America’s Worst Historians
Andrew Burstein and Nancy Isenberg summarize the problems with journalists writing history:
We have to fight mediocrity as well as plagiarism – the two are more closely related than you realize. Journalists doing history tend to be superficial and formulaic. To the historian’s mind, they don’t care enough about accuracy. It’s a surprisingly short distance to travel from dressing up the past in order to make it familiar, to paraphrasing (actually, stealing) an earlier biographer’s ideas.
History is not a bedtime story, folks. Plagiarism is variously defined as “wrongful appropriation” and “close imitation”; it is not just blatant theft of the gist of a paragraph. Originality in writing history is something palpable and verifiable, and it’s the reason History Ph.D. candidates spend years researching and writing a dissertation, taking several years more to fashion it into the book that will earn them tenure. Good history demands the ability to judge the available evidence – a form of knowledge journalists are not asked to cultivate.
Most everyone who transgresses on the work of historians uncritically accepts someone else’s work, then tweaks it a little. That’s how the game is played. But historians are trained differently. They are taught to be suspect of authors who come to their information secondhand. The mark of a good historian is writing something new about something old and making an original argument gleaned from primary sources.

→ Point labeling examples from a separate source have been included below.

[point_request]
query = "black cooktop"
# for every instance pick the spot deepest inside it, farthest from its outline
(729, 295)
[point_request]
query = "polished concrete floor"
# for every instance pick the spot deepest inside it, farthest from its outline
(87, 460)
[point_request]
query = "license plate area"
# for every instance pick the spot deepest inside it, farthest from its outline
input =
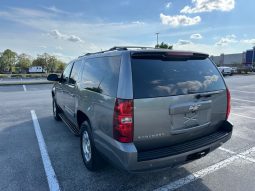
(197, 155)
(189, 116)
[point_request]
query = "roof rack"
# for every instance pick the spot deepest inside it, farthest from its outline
(119, 48)
(128, 47)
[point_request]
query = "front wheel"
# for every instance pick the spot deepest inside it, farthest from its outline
(89, 153)
(55, 110)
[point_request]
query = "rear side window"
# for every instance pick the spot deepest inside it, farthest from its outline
(160, 78)
(101, 75)
(66, 73)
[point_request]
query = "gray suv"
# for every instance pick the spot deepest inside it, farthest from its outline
(143, 108)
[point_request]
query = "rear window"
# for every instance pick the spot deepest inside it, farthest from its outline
(161, 78)
(101, 75)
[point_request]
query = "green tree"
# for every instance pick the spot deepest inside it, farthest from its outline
(52, 64)
(49, 63)
(60, 66)
(41, 60)
(24, 62)
(164, 45)
(7, 60)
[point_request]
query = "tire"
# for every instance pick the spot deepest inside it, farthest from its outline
(90, 155)
(55, 110)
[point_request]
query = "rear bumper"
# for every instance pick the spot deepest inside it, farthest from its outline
(126, 156)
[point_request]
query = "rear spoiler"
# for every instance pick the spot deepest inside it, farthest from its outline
(169, 55)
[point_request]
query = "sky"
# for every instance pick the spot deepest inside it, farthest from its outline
(68, 29)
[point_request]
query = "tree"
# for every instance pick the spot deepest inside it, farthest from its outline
(60, 66)
(164, 45)
(41, 60)
(7, 60)
(24, 62)
(52, 64)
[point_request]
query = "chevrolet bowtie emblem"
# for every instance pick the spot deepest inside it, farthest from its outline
(193, 108)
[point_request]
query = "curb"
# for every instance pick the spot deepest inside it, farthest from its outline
(24, 83)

You will not find a painstaking scholar dressing up his or her material to make it more familiar than it should be, such as: “The dark eyes that gleamed behind large metal-rimmed glasses – those same dark eyes that had once enchanted a young officer in George Washington’s staff – betokened a sharp intelligence, a fiercely indomitable spirit …” This is from the opening page of Ron Chernow’s mega-selling “Alexander Hamilton,” describing Hamilton’s widow as if the author knew her personally and could verify these superior qualities. Chernow is a smart guy; he’s another Ivy Leaguer who rose from freelance journalism to become a Pulitzer Prize–winning popular historian. His bias in favor of his subject is akin to McCullough’s, though he writes better and goes deeper.
I have no principled issue with non-professional historians writing history. But the fundamental problem is that so much of this history is bad. As Burstein and Isenberg state, “History is not a bedtime story.” Absolutely correct. Too often, history written by non-historians is superficial, lacks analysis or a strong thesis, and has major problems with evidence. I do think it is a problem that more professional historians are not writing for a popular market, but we are not rewarded for that. How you combine good writing with professional standards of evidence and argument is a challenge we need to think about harder.
…..This post set off a bit more of a fierce comment thread than I thought it would, which is fine. I will say that I am writing this as someone who is probably going to write a biography-esque project for my 2nd book, something that I never thought I’d do. Moreover, this is a book project that could sell some. So the issue of thinking about combining the best of what academic historians do with the best of what popular historians do is on my mind these days.